Rann sat, thoughtful, for a moment after he hung up. He could not resent her concern. She was not actually prying. It was honest, natural concern. It was a comfort to him, in a way, to have her there in the background of his life, always concerned for his happiness.
“MY DEAR BOY, YOU ARE not late,” Rita Benson said when he telephoned her room at the St. Regis forty-five minutes later.
“And never apologize. In this world anything under a half hour is on time. Do you want to come to my suite for cocktails or, in view of the papers, shall I meet you in the lounge? I must say, however, that if this is a stable, I’m paying dearly for it.”
“I’ll meet you in the lounge, Rita,” Rann laughed. “And I’m not worried about the stable.”
“Oh dear, I must be slipping.” Rita Benson laughed too. “See you in a minute.”
Rann was glad for the new dinner jacket when Rita Benson entered the cocktail lounge a few minutes later. Every head in the room turned to her as she came to the table. She looked to be perhaps thirty-five, though Rann suspected she was nearer fifty-five. Her long gown of wine-colored silk clung to her slender frame with the easy grace of a dress made for the one who wears it. Her closely cropped hair fit smoothly to her head, framing her face dramatically and accentuating her long, graceful neck and slender shoulders.

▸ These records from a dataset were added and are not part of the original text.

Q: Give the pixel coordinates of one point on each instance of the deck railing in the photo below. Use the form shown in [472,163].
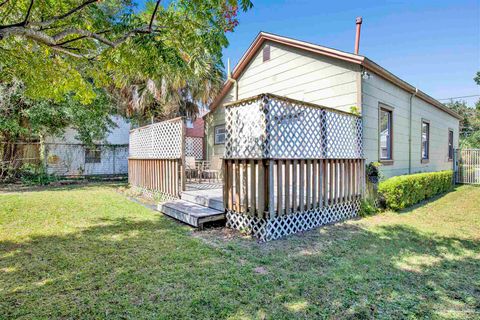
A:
[156,158]
[290,166]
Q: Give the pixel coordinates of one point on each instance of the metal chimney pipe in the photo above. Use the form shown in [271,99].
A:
[357,36]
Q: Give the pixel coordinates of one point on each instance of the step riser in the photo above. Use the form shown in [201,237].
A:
[204,201]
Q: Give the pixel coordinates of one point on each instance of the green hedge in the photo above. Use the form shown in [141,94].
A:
[403,191]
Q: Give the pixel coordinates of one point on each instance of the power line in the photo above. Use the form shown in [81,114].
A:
[452,98]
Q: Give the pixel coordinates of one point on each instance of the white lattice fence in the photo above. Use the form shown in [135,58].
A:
[290,166]
[194,147]
[162,140]
[278,227]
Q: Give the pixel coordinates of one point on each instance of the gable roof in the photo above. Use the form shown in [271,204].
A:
[368,64]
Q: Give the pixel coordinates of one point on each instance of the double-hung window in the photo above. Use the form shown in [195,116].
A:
[450,144]
[220,134]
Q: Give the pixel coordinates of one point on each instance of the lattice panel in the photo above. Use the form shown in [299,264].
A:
[163,140]
[194,147]
[272,229]
[269,126]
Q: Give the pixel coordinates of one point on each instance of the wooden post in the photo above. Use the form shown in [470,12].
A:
[287,201]
[279,188]
[271,188]
[301,201]
[262,195]
[294,185]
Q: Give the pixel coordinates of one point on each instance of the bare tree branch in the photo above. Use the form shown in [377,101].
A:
[36,31]
[63,16]
[25,20]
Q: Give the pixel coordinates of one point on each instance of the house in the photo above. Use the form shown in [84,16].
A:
[403,128]
[295,125]
[66,155]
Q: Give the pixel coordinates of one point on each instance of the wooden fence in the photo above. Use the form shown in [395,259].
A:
[467,166]
[271,188]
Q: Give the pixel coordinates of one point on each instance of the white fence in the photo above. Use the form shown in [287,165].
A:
[467,166]
[290,166]
[156,158]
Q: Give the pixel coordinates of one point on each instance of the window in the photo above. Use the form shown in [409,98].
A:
[450,144]
[385,134]
[93,155]
[220,134]
[425,141]
[266,53]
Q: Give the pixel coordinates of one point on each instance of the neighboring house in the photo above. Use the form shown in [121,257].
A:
[404,128]
[66,155]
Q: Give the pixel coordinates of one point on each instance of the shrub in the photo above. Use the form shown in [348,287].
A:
[403,191]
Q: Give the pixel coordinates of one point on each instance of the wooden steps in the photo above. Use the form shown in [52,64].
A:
[207,198]
[195,208]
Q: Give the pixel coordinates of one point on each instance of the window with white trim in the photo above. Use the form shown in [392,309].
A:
[385,134]
[93,155]
[450,144]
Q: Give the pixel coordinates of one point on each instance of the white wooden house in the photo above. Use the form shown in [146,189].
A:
[295,125]
[403,128]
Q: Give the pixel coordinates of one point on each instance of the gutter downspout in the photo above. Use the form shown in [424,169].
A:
[229,78]
[410,132]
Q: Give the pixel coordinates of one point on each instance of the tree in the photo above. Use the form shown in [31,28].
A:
[60,47]
[477,81]
[469,122]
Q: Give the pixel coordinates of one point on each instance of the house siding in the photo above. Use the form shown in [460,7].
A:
[293,73]
[377,90]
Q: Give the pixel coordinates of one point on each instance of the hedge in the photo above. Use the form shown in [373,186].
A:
[402,191]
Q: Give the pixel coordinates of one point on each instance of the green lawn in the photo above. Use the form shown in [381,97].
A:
[88,252]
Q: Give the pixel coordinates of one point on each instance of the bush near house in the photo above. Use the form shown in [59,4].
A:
[402,191]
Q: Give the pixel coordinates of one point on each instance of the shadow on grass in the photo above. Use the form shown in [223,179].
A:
[154,269]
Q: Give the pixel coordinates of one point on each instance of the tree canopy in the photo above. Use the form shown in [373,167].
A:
[60,48]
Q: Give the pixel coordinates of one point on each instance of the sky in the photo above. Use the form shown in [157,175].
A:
[432,44]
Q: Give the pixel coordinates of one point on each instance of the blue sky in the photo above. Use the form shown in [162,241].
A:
[434,45]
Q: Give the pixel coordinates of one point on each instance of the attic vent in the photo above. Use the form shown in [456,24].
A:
[266,53]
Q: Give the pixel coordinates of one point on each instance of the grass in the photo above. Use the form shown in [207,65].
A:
[88,252]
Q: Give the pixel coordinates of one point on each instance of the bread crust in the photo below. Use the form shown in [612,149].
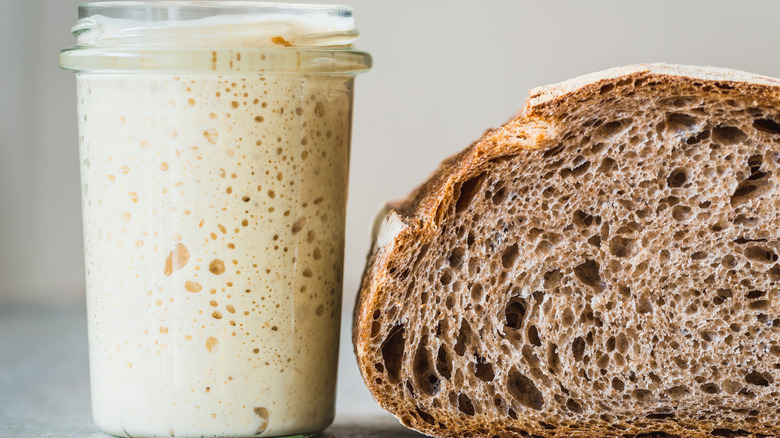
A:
[417,217]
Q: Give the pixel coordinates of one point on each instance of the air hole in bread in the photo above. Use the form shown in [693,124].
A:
[464,338]
[642,395]
[588,274]
[621,246]
[553,151]
[393,352]
[444,363]
[465,405]
[760,254]
[456,257]
[468,190]
[681,123]
[499,196]
[426,380]
[756,378]
[656,434]
[523,390]
[509,256]
[767,125]
[728,433]
[573,406]
[424,416]
[582,219]
[533,336]
[514,313]
[612,129]
[483,370]
[709,388]
[677,178]
[553,360]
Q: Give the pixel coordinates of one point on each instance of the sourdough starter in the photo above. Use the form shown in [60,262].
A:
[214,211]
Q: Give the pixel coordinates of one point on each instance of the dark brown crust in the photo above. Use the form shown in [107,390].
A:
[533,128]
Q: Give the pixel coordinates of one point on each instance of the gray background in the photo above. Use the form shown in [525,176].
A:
[445,71]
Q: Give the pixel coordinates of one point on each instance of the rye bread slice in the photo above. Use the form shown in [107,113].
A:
[605,264]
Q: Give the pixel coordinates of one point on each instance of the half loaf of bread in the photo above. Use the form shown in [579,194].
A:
[603,265]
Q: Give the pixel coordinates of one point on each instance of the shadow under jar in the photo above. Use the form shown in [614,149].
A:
[214,146]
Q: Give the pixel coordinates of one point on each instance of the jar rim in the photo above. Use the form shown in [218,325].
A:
[184,35]
[155,9]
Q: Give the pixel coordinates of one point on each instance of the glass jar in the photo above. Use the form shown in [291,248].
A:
[214,145]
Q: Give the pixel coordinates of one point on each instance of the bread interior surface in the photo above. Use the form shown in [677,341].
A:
[624,277]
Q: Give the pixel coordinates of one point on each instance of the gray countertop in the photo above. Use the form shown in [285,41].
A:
[44,382]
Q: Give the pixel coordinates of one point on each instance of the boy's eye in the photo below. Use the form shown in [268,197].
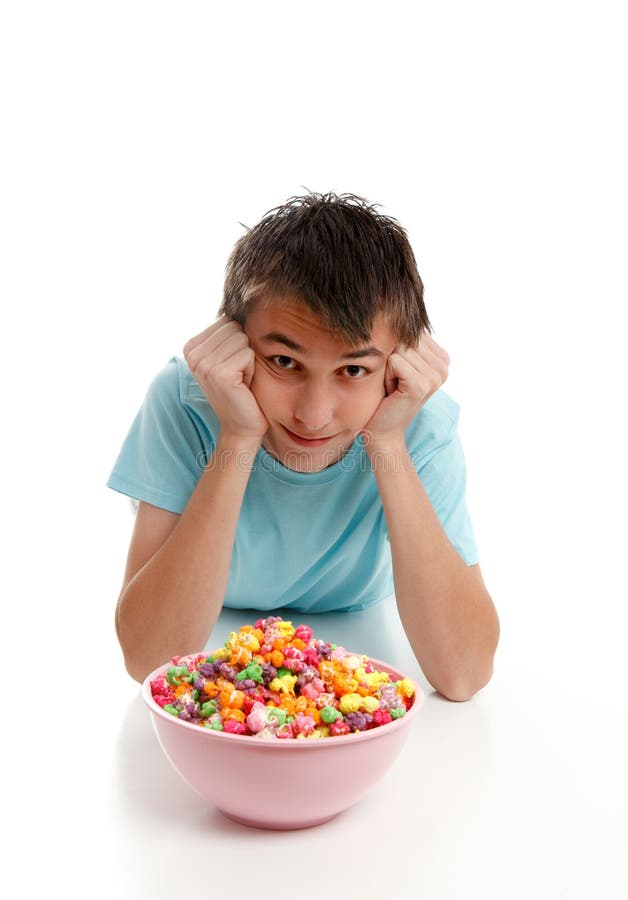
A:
[354,372]
[280,364]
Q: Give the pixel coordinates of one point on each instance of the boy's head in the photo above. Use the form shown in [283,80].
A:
[345,261]
[325,288]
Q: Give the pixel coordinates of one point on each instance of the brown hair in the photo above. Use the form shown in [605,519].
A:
[346,261]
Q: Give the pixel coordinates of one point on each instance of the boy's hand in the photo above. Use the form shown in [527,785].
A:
[223,363]
[412,375]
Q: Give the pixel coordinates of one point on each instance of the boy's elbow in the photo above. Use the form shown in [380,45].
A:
[458,690]
[137,671]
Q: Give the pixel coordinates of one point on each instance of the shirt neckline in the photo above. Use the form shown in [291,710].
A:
[276,469]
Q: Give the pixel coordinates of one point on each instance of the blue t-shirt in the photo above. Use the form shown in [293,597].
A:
[314,541]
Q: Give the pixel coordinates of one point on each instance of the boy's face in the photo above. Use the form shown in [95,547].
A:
[315,392]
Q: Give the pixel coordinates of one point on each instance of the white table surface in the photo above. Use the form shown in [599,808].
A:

“Rita, you’re beautiful.” Rann complimented her frankly, rising to hold her chair.
“But of course I am, dear boy. God knows I work hard enough at it. Nice of you to notice, though. But you’re the one. How handsome you look. Who cut your hair? Maybe I’ll give him a go at mine.”
They finished their cocktails quickly and moved to the dining room.
“Rann, I now want to say that your book is absolutely marvelous. I ordered it the moment I got to the hotel and was unable to put it down until I finished it, and I’ve begun it again. I’ve toyed all day with the idea of putting it on Broadway but I think perhaps the stage is not right for it. I think maybe film, though I’ve not done anything with film. We will have to talk about it when we have more time. Right now we are running late.”
She rose from the table and Rann helped her with her stole. “Add twenty percent to our check and put it on my bill, Maurice,” she said as they passed the headwaiter.
Rann could scarcely keep his mind on the play they were watching. His mind kept drifting to what Rita had said over dinner about his book. He was flattered, of course, but the idea was strange to him. He had never considered the old man’s story as anything other than a book and had barely had time to get used to it as a book.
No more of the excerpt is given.